En plein del centrosinistra che vince negli undici comuni capoluoghi di provincia. A Roma Gianni Alemanno non ce l'ha fatta, il nuovo sindaco della capitale è Ignazio Marino che vince con il 63,9% delle preferenze, mentre il sindaco uscente si è fermato al 36,1%. Ma a Roma è andato al voto solamente il 48,5% degli aventi diritto.
Oltre Roma, il centrosinistra ha conquistato il dominio politico sul centrodestra in tutti i principali comuni andati al ballottaggio, vincendo anche a Brescia, Imperia, Siena, Iglesias, Lodi, Ancona, Viterbo, Barletta, Treviso e Avellino.
C'è anche un altro dato che viene fuori da questo secondo turno delle comunali: il cammino del Movimento 5 Stelle non sembra essersi fermato, come da tutti evidenziato.
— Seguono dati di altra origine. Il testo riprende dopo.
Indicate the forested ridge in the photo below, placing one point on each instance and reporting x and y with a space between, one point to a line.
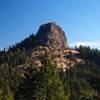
80 82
I cittadini a 5 stelle di Beppe Grillo vincono in due ballottaggi, conquistando così la guida di altri due comuni, quello di Pomezia, vicino Roma, dove Fabio Fucci ha vinto con il 64% delle preferenze e quello di Assemini, in provincia di Cagliari, dove Mario Puddu ha vinto con il 68,2%.
Ma il dato più importante, uscito dalle urne, è quello dell'astensione che, in questo secondo turno è aumentata di 16 punti rispetto al primo turno, passando dal 33% al 49%. Se già aveva fatto discutere due settimane fa il dato relativo a quanti avevano rinunciato al voto, oggi tutti i partiti dovrebbero interrogarsi su questo fenomeno così esteso che mina all'integrità della democrazia.
Tutti contenti quelli del Pd naturalmente. Secondo il Presidente del Consiglio Enrico Letta questa vittoria del Pd rafforza le larghe intese, mentre per Fabrizio Cicchitto del Pdl l'astensionismo colpisce in maniera particolare il centrodestra. Per il segretario del Pd Guglielmo Epifani si tratta addirittura di una rivincita rispetto alle politiche mentre Beppe Grillo ha parlato sul suo blog di "cammino lento ma inesorabille" che conquista altri due comuni.